POLAND AND THE FUTURE OF THE EUROPEAN UNION.
"The enlargement of the European Union this century should be seen as a major event in the spiritual realm rather than just an inevitability in the economic realm. As Norman Davies rightly emphasised there is a long history of misunderstanding, neglect, sense of superiority and ignorance of Western Europe towards East and Central Europe. As a result of the Cold War, “the East” was something like a black hole to most in the West. Worse than the hostile image of Eastern Europe was the well-established convention of ignoring Eastern Europe completely writes Norman Davies. Few of us in the Western part of Europe understood the profound significance of the spirit of 1989; because few of us really understand how different the Eastern experience with totalitarianism has been from our Western experience. The majority of the new member states were squeezed between the two ideologies of evil for most of their national life in the twentieth century.

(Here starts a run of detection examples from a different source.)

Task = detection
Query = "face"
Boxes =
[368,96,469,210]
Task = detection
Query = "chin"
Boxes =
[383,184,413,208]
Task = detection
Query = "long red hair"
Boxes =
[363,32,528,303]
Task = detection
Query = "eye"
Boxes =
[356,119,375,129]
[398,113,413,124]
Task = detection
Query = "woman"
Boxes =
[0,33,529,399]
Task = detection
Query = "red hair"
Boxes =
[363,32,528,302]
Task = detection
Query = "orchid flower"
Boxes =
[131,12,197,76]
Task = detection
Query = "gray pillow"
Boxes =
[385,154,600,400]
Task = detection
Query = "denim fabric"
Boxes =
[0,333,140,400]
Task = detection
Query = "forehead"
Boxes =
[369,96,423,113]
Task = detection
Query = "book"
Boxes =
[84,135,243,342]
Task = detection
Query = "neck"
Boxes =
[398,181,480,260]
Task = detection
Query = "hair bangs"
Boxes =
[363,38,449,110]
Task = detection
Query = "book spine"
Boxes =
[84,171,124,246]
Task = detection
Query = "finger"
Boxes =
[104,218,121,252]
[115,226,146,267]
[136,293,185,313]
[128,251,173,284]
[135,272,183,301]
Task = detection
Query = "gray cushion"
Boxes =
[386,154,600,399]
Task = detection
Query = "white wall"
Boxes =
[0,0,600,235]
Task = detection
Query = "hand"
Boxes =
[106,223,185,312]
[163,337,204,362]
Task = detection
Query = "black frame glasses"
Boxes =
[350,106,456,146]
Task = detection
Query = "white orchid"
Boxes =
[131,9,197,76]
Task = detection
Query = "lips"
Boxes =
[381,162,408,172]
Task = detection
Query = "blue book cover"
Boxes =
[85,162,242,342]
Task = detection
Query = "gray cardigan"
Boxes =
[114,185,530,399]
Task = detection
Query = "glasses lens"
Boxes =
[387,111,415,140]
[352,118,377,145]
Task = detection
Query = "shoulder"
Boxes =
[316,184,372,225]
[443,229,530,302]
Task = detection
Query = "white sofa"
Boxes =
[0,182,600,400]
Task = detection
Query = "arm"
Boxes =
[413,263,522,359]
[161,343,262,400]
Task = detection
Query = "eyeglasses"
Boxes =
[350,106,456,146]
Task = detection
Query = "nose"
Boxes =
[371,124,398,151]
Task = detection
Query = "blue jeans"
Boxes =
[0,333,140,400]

In all these countries, people have great difficulty to deal with the moral heritage of these ideologies and the superficial and materialist view on economic progress brought in from the West. […]
If the European Union continues to give priority to the process of economic integration, it is heading nowhere according to Norman Davies. It is a nice irony, he writes, that the peoples of the new member states may well have a more rounded vision of the Europe to which they wished to return than the often arrogant West Europeans who reluctantly let them in." (From pages 66/67 in my book “European Unification into the Twenty First Century, March 2012).
On the title page of my Epilogue, I quoted the following sentence from the speech of Radek Sikorski, Foreign Minister of Poland given in Berlin on 28 November 2011:
"If we are not willing to risk a partial dismantling of the EU, then the choice becomes as stark as can be in the lives of federations: deeper integration, or collapse."
The full text of his speech can be found attached to this item. Indeed, his vision of Europe is “more rounded” than the vision of his host.